At the C.I.A., full-time students study for 30 weeks in seven different kitchens, after which they do an externship in a restaurant or hotel. Then they return to learn baking and pastry, wines and menus, restaurant planning and law, after which they move back into the kitchen for the final chunk of their degree, which concludes with 12 weeks in the school’s four public restaurants.
Mr. Ruhlman’s memoir is immersed in cooking details-how a hollandaise differs from one day to the next and why, how to debone and stuff a chicken, how salt draws the concentration of protein to the surface of meat. “Protein is what caramelizes; if the salmon had a good deep caramelization on the grill without being overcooked, it had been salted before cooking.” He is taught how to season pasta water properly. (And you thought you only had to throw in a little salt!) Even the club sandwich is a challenge. When students had assembled the different elements of the sandwich, they had to put in 240 toothpicks. “The most important part,” writes Mr. Ruhlman, without a touch of irony. “They’ve got to go straight down through all the layers. If they don’t go straight down, the knife catches them and pulls the sandwich apart and the toothpick gets cut in half, and whoever eats that half will not be a happy camper. The science of doing a club sandwich is really, really important.”

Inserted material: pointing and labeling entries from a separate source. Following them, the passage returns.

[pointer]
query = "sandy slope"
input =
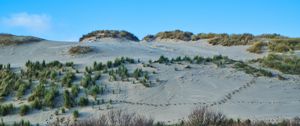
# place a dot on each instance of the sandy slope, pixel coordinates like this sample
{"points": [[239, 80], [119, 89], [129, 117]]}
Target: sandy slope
{"points": [[232, 92]]}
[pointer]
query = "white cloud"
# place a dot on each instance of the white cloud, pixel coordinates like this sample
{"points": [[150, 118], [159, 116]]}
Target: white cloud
{"points": [[31, 22]]}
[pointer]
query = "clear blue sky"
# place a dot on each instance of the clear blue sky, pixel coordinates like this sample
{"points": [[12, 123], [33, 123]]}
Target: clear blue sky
{"points": [[69, 19]]}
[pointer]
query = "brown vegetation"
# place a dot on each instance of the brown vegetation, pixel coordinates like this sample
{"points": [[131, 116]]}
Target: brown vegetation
{"points": [[234, 39], [110, 34], [80, 50], [256, 47]]}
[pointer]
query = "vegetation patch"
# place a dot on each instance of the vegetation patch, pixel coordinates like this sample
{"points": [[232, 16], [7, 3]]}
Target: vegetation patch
{"points": [[109, 34], [256, 47], [234, 39], [175, 35], [80, 50]]}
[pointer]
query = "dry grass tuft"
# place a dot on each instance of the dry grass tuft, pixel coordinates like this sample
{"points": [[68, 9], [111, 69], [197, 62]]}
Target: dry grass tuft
{"points": [[80, 50]]}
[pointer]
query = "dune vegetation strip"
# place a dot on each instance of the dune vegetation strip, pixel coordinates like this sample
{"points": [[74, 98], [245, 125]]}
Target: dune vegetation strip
{"points": [[62, 86], [76, 50], [99, 34], [200, 116], [9, 39]]}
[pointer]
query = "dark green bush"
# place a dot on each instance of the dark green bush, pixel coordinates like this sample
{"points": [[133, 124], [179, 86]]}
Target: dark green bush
{"points": [[75, 114], [6, 109], [83, 101], [24, 110], [256, 47]]}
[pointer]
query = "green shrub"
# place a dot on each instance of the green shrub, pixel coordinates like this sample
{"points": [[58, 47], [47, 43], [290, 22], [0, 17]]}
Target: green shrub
{"points": [[204, 36], [234, 39], [149, 38], [49, 99], [75, 90], [37, 104], [163, 59], [68, 102], [256, 47], [24, 110], [75, 50], [6, 109], [177, 34], [83, 101], [75, 114]]}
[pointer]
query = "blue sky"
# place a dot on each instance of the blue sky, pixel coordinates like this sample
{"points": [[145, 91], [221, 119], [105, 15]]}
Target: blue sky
{"points": [[69, 19]]}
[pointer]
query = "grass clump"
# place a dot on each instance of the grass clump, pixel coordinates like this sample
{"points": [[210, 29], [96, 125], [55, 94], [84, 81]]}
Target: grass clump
{"points": [[6, 109], [234, 39], [110, 34], [80, 50], [204, 36], [24, 110], [176, 34], [256, 47], [75, 114], [288, 64]]}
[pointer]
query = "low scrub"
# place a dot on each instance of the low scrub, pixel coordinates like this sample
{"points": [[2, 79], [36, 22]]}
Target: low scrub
{"points": [[204, 36], [234, 39], [256, 47], [110, 34], [199, 117], [271, 36], [176, 35], [80, 50], [116, 118]]}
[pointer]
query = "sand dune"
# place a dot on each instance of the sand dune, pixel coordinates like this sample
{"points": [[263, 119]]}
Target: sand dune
{"points": [[177, 93]]}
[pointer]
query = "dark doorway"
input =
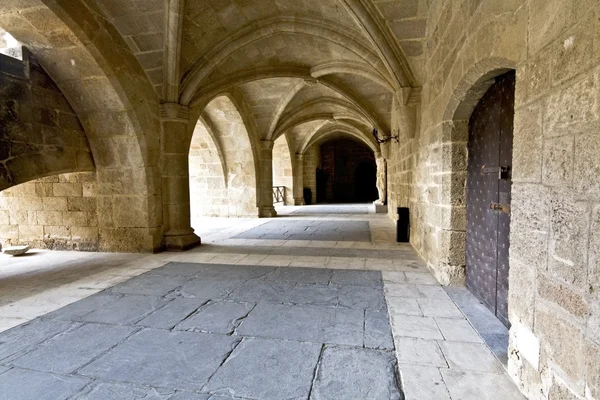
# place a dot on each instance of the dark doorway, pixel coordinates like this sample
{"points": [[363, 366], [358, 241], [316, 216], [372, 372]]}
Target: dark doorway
{"points": [[348, 173], [365, 183], [489, 195]]}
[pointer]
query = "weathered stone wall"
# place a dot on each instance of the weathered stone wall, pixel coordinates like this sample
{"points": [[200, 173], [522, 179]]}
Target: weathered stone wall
{"points": [[40, 134], [554, 46], [312, 161], [56, 212], [282, 168]]}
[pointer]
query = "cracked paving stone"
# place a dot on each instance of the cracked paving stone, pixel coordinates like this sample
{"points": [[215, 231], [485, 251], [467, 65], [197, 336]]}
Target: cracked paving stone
{"points": [[302, 275], [123, 391], [356, 373], [216, 317], [305, 323], [267, 370], [70, 350], [172, 313], [151, 285], [180, 360], [234, 272], [360, 278], [19, 384], [26, 336], [378, 332], [125, 310], [210, 289]]}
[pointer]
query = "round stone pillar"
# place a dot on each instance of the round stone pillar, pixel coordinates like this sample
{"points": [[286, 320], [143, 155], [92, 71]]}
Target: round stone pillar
{"points": [[177, 231], [265, 205], [299, 181]]}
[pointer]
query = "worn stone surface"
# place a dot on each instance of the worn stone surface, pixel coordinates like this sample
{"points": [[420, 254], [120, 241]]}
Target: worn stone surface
{"points": [[347, 373]]}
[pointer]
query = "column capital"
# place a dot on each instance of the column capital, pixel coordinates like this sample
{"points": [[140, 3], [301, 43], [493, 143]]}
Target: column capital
{"points": [[174, 112], [266, 144]]}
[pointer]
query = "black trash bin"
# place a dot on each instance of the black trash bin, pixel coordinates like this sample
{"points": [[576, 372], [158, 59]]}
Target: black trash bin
{"points": [[403, 225]]}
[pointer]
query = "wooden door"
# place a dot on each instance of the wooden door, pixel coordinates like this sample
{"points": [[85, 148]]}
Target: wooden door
{"points": [[488, 195]]}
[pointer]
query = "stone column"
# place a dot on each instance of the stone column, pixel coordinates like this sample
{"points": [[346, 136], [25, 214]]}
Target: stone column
{"points": [[265, 206], [381, 180], [299, 181], [177, 232]]}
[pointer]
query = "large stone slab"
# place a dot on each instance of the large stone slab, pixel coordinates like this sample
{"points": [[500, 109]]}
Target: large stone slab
{"points": [[152, 285], [305, 323], [267, 370], [69, 351], [19, 384], [125, 310], [355, 373], [378, 332], [179, 360], [172, 313], [216, 317], [359, 278], [123, 391], [26, 336]]}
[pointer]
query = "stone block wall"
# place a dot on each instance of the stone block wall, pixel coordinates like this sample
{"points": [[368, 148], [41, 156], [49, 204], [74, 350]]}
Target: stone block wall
{"points": [[40, 134], [554, 301], [312, 161], [56, 212]]}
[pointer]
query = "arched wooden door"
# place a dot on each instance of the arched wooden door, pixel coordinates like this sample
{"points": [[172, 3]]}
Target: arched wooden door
{"points": [[489, 194]]}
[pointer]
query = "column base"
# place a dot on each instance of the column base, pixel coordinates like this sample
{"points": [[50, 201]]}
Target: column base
{"points": [[181, 242], [266, 212]]}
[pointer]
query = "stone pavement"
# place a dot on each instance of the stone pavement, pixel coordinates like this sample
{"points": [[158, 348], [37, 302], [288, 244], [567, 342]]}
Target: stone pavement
{"points": [[309, 315]]}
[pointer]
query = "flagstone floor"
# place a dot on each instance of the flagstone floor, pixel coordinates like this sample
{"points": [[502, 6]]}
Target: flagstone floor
{"points": [[318, 303]]}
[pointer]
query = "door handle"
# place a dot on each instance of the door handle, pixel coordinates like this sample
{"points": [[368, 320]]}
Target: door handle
{"points": [[505, 208]]}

He asked Eve Felder, the chef who taught “Garde-Manger” (the station serving cold food such as canapés, salads and sandwiches) if great cooking was innate or could be learned.
“I believe cooking is a craft,” she replied. “I do not believe it’s an art.” But she went on to add that anyone can be trained to cook, provided “the passion is there.”
Mr. Ruhlman’s book is obsessive, sometimes dizzyingly so, and if you are not passionate about cooking, this may not be your cup of tea. But if you are trying to decide whether you are C.I.A. or even chef material, it might set you straight.
One of the cooks at Le Bernardin, when Eberhard Müller (now at Lutèce) was chef, told Mr. Ruhlman someone once made the fatal error of putting a little chicken stock base into the restaurant’s lobster stock because he couldn’t get the taste right. “There was 10 gallons of this stuff, and we added a tablespoon,” he said. “Eberhard tasted it and said, Who put base in this stock ?” Needless to say, if you have a stock cube in your kitchen, The Making of a Chef is not for you.